Ronaldo has been limited to Europa League appearances – the tournament he was trying to escape at the start of the season – and is no longer in Ten Hag’s plans.
In the immediate aftermath of Ronaldo storming down the tunnel, Ten Hag promised to speak to the forward on the training ground on Thursday, telling the press: “I’ve seen him. I didn’t speak to him after.
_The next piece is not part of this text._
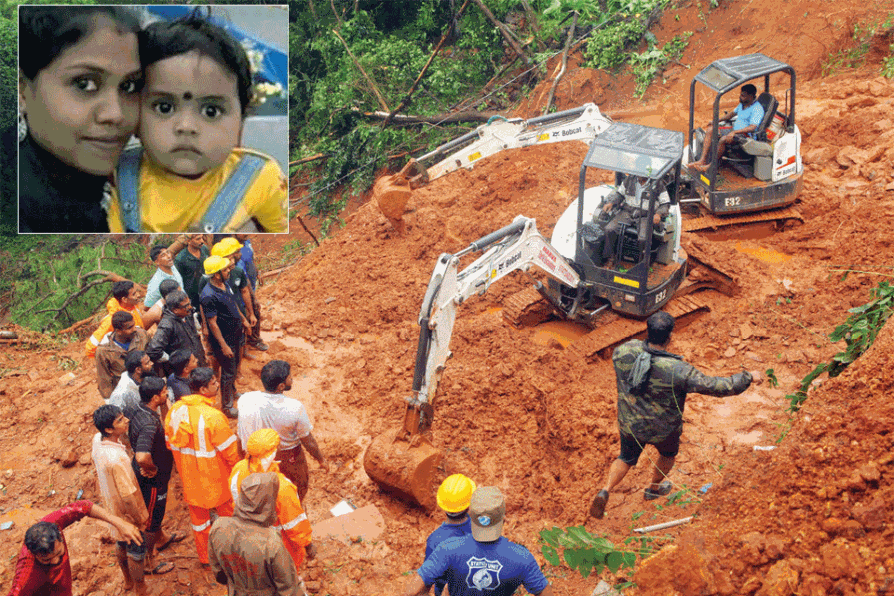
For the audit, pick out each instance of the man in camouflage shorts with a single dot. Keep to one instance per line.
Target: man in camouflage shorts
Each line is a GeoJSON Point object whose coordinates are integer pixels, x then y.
{"type": "Point", "coordinates": [652, 388]}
I’ll deal with that tomorrow.”
But the Dutchman knows as well as everyone that Ronaldo’s time at United is quickly petering out and the former Real Madrid star’s decision to move the attention away from the win over Tottenham and towards his sudden exit underlines this.
Alan Shearer was among the pundits who discussed Ten Hag leaving Ronaldo out in recent weeks and suggested the manager is getting his tactics right.
“I understand his [Ronaldo’s] frustration that he’s not been able to get on the pitch but if you look at the bigger picture his team have put in a really good performance tonight and the manager had a big call to make in leaving him out but it’s turned out to be the right decision because they’ve done everything right,” he said on Amazon Video.
“It’s a difficult situation because, for him [Ten Hag], we’re talking about the best player in the world, maybe the best player we’ve ever seen, so he’s under pressure from that point of view. But it does make things difficult for the manager.”